Le comité finança notamment le Mouvement européen, devenu depuis le Mouvement européen international, une organisation regroupant diverses associations fédéralistes ou unionistes européennes. Ce mouvement, présidé par des figures comme Paul-Henri Spaak et Robert Schuman, joua un rôle clé dans la promotion de l’unité européenne. Selon Deloire, « Les noms des présidents honoraires du Mouvement européen figurent d’ailleurs sur la page de garde du document ». « Ce sont ceux de quelques pères de l’Europe: Winston Churchill, Alcide De Gasperi, Robert Schuman, Paul-Henri Spaak. »

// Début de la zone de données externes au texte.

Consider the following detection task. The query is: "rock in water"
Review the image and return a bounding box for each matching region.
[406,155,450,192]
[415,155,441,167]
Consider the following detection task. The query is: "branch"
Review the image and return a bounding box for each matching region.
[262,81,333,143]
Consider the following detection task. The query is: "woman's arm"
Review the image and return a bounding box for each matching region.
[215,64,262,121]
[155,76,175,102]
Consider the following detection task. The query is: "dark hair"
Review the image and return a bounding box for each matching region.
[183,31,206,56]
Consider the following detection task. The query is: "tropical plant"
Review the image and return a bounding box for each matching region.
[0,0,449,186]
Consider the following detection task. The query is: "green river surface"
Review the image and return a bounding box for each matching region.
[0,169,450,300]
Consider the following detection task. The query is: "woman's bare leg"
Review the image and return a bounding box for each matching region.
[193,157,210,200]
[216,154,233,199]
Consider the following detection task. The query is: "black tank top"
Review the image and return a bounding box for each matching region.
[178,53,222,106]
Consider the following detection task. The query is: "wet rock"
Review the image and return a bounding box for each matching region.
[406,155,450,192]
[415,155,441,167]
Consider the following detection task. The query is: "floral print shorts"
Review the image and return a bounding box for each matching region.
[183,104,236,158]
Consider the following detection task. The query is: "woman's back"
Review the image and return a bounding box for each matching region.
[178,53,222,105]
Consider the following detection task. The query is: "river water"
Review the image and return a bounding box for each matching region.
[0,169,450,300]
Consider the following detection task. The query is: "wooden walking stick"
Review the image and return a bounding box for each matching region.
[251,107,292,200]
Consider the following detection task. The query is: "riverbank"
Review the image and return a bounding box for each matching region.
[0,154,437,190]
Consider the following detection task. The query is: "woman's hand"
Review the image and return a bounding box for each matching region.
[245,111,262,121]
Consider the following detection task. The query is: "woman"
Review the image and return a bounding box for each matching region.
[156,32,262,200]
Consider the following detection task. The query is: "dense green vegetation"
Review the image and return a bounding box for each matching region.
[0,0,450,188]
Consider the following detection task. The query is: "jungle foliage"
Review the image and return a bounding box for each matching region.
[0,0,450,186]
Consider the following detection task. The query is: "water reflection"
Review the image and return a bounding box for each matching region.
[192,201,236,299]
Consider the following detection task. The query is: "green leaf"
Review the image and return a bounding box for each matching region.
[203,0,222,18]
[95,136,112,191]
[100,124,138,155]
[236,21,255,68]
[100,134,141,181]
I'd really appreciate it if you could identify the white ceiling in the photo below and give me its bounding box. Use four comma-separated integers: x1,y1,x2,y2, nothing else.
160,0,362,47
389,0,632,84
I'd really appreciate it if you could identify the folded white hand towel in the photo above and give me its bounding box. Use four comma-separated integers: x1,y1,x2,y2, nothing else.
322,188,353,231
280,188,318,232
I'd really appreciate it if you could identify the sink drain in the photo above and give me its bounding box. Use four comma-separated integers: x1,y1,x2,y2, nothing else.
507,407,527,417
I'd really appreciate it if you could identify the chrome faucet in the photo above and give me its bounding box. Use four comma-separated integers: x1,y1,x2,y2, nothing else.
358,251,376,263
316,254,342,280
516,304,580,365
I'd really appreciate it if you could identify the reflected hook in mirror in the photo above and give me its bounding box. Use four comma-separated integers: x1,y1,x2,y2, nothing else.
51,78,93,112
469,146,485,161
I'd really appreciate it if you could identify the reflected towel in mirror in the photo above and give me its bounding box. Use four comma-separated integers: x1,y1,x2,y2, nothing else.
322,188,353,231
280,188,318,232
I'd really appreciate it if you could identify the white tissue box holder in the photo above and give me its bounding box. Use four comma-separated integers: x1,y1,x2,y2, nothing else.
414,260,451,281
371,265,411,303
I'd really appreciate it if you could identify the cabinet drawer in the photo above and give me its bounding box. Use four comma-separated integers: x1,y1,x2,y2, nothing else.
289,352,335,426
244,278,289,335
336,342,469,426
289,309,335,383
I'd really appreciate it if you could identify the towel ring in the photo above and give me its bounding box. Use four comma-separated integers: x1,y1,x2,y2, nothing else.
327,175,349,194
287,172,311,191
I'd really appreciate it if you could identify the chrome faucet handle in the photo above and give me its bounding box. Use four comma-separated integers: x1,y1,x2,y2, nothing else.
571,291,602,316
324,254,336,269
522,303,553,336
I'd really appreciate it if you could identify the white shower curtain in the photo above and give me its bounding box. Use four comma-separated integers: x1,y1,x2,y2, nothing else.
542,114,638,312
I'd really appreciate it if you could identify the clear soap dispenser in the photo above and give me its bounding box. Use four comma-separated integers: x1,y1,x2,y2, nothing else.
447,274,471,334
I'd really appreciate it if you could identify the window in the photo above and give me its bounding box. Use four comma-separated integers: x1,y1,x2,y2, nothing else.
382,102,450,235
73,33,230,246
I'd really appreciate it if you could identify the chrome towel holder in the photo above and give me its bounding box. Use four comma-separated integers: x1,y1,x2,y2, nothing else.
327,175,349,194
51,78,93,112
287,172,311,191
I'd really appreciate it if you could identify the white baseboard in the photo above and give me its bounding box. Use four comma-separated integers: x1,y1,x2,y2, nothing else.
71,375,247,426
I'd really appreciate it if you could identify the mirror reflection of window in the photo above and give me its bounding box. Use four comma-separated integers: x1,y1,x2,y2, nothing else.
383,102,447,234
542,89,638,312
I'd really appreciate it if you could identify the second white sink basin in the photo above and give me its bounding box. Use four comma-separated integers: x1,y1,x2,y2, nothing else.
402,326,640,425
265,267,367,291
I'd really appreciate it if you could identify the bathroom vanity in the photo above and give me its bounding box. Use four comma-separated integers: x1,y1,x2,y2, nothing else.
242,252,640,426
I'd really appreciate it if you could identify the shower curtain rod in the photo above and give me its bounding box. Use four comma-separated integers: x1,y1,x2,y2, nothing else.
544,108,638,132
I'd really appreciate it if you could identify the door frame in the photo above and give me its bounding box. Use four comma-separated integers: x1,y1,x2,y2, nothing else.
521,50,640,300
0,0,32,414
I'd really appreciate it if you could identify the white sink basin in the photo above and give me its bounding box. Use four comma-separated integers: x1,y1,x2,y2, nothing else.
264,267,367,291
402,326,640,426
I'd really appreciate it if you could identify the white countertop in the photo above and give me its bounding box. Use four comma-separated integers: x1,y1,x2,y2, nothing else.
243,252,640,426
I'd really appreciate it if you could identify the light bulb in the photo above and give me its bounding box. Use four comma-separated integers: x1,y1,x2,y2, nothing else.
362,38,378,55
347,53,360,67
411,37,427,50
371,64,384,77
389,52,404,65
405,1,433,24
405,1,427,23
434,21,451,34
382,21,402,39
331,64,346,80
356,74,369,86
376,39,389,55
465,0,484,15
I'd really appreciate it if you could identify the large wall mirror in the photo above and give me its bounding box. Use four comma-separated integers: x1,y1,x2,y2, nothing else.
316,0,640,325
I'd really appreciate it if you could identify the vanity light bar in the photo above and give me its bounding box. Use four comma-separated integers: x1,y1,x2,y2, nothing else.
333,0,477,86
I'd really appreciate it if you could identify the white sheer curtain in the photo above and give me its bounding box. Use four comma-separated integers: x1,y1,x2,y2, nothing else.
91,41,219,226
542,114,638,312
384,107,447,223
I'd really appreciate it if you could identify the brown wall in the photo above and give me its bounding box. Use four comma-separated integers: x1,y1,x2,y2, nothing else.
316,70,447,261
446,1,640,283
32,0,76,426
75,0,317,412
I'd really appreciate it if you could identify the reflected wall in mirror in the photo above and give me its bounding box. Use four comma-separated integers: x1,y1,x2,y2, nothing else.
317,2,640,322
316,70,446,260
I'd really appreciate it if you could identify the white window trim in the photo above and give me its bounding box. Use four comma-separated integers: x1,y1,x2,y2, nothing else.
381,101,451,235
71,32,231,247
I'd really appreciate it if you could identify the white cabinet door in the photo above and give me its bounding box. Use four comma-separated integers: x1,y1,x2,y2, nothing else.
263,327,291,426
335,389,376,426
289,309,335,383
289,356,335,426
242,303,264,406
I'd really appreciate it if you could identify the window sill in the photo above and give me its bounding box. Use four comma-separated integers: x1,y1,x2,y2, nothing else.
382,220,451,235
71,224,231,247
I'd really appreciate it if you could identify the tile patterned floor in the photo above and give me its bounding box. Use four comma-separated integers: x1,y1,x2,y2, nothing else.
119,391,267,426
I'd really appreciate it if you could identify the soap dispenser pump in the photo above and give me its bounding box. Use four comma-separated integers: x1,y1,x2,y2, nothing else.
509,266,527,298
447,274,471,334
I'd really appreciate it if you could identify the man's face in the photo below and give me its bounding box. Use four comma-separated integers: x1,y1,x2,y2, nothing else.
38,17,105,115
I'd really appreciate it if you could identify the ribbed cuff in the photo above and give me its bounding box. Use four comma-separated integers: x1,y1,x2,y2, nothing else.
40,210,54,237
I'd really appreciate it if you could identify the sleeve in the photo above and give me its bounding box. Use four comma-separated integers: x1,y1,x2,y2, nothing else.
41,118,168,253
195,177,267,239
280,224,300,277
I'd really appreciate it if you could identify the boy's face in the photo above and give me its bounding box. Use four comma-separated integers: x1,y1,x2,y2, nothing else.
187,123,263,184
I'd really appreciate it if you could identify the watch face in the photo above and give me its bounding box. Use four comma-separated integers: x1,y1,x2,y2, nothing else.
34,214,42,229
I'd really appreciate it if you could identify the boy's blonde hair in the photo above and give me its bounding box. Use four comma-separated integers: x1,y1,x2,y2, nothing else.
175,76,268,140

Paul-Henri Spaak, ancien chef du gouvernement belge et futur signataire du traité de Rome, a pris la présidence du Mouvement en 1950. Deloire précise : « Le 26 février 1951, l’ACUE a organisé à New York un dîner avec Spaak en invité d’honneur. » Un peu plus d’un an plus tard, le 1er avril 1952, un nouveau dîner en l’honneur de Spaak a eu lieu à l’Union Club de New York. Pour l’occasion, une nouvelle déclaration d’intention a été rédigée. Extrait du texte : « En soutien de la mission de M. Spaak, l’ACUE sollicite votre adhésion et votre soutien financier. » Il est précisé : « Nos membres se sont engagés à verser entre 100 et 2 500 dollars chaque année pour cette cause. Tous les dons sont déductibles de l’impôt sur le revenu. Quelle que soit votre contribution, elle permettra à nos amis en Europe de progresser en sachant qu’ils bénéficient du soutien de citoyens privés des États-Unis dans leur combat pour un but historique, les États-Unis d’Europe. »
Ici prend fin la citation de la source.